The principal political consequences, was the low credibility and faith to the government, the lack of respected to public institutions.
The obvious economical consequence let the United States analyze better the engaging in future conflicts. The estimated cost of the Vietnam War was 167 billion dollars. Unwilling to raise taxes to pay for the war, President Johnson unleashed a cycle of inflation, and mounting federal debt that severely damages the U.S. economy, deteriorated the living standards
from 1960 to 1990.
Another consequence that gradually emerged was the behavior of the citizens against the veterans, they were not treated as heroes, some of them were denigrated, and most of them were ignored. Even more three quarters of a million became homeless, the rest of them fall in the uneducated, poor badly category.
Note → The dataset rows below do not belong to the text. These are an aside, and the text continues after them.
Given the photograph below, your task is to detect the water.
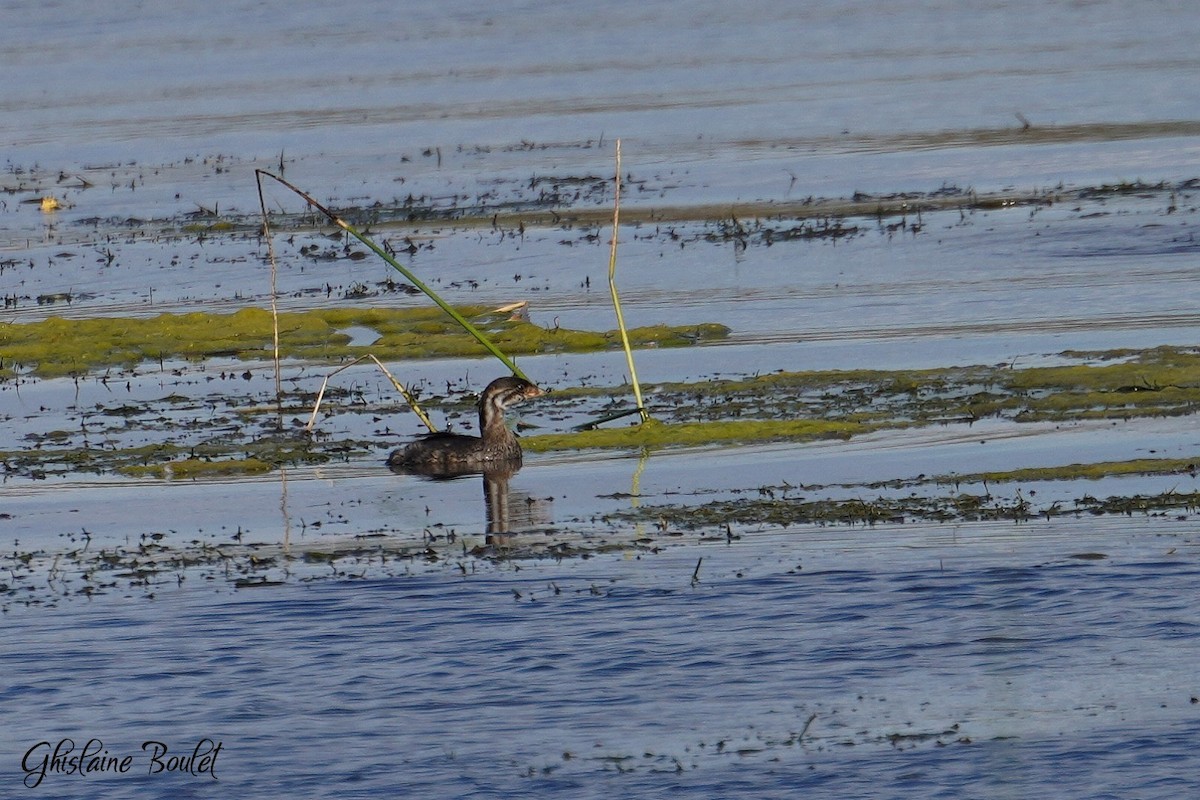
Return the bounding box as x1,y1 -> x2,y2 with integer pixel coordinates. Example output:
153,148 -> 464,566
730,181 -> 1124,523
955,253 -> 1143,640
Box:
0,522 -> 1200,798
0,0 -> 1200,799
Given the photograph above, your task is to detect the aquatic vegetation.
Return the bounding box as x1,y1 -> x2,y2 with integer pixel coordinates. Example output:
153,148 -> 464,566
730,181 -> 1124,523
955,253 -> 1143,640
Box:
521,420 -> 872,452
0,307 -> 728,377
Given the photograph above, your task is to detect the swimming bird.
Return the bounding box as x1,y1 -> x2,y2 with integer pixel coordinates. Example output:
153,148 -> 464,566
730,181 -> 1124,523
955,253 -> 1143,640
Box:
388,375 -> 546,477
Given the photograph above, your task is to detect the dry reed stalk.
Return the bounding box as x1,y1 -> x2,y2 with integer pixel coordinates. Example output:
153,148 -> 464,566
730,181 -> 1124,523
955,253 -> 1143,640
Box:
608,139 -> 650,422
304,354 -> 438,433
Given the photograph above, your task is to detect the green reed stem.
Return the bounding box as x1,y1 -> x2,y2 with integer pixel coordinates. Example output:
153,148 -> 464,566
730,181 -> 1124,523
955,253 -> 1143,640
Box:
254,169 -> 530,383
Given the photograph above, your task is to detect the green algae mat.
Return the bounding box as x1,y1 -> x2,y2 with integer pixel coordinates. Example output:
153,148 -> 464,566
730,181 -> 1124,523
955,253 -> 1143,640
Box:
0,307 -> 730,378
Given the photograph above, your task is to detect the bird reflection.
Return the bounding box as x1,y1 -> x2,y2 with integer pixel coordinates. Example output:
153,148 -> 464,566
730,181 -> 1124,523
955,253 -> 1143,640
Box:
388,457 -> 542,545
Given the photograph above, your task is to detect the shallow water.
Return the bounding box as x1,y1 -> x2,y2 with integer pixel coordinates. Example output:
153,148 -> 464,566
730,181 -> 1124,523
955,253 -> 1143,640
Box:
0,0 -> 1200,798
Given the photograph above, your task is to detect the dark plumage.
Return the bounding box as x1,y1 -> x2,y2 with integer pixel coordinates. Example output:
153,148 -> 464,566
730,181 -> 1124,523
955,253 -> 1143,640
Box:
388,377 -> 545,477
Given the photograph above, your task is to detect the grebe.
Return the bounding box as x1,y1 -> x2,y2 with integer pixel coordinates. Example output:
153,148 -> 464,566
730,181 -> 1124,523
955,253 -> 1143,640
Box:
388,377 -> 546,477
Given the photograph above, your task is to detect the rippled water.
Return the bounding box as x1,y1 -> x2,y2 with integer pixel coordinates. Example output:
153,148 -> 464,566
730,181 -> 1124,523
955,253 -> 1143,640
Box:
7,522 -> 1200,798
0,0 -> 1200,798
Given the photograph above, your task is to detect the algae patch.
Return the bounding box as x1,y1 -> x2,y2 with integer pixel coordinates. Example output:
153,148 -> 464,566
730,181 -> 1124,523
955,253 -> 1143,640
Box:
0,307 -> 730,378
116,458 -> 272,480
521,420 -> 872,452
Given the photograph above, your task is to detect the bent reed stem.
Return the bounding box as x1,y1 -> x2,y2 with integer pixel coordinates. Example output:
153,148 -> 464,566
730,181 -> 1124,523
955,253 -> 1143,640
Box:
254,169 -> 533,383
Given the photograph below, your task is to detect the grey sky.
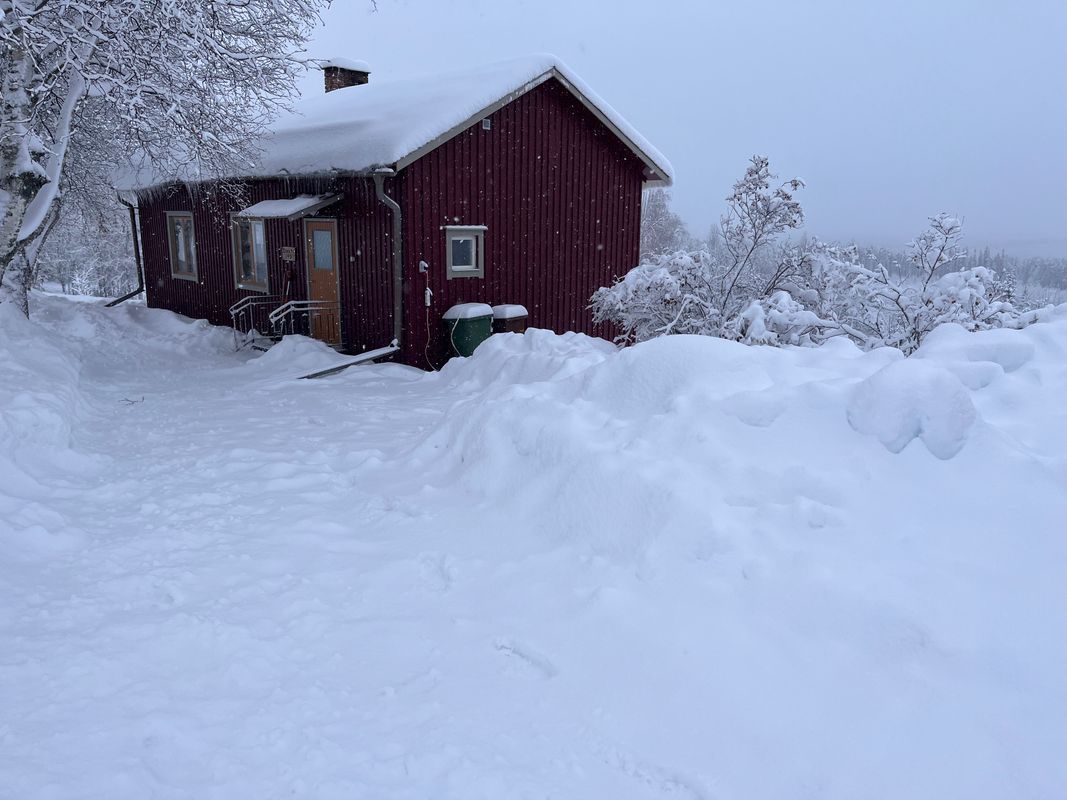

The biggest social consequence was the facts of more veterans have committed suicide than died in the war itself.
After almost a quarter of a century after the Vietnam War ended, the ashes of war still prevail in the minds of Americans. If our current politicians and leaders do not learn from the past, we can find ourselves as a nation fighting in more unwanted wars and counting more unnecessary victims. Current resentment towards the government, lack of benefits for our veterans, and the vast public mistrust all allude to ripe conditions that existed during the Vietnam War. Americans can use the past to learn from and shape the way America engages in all future conflicts.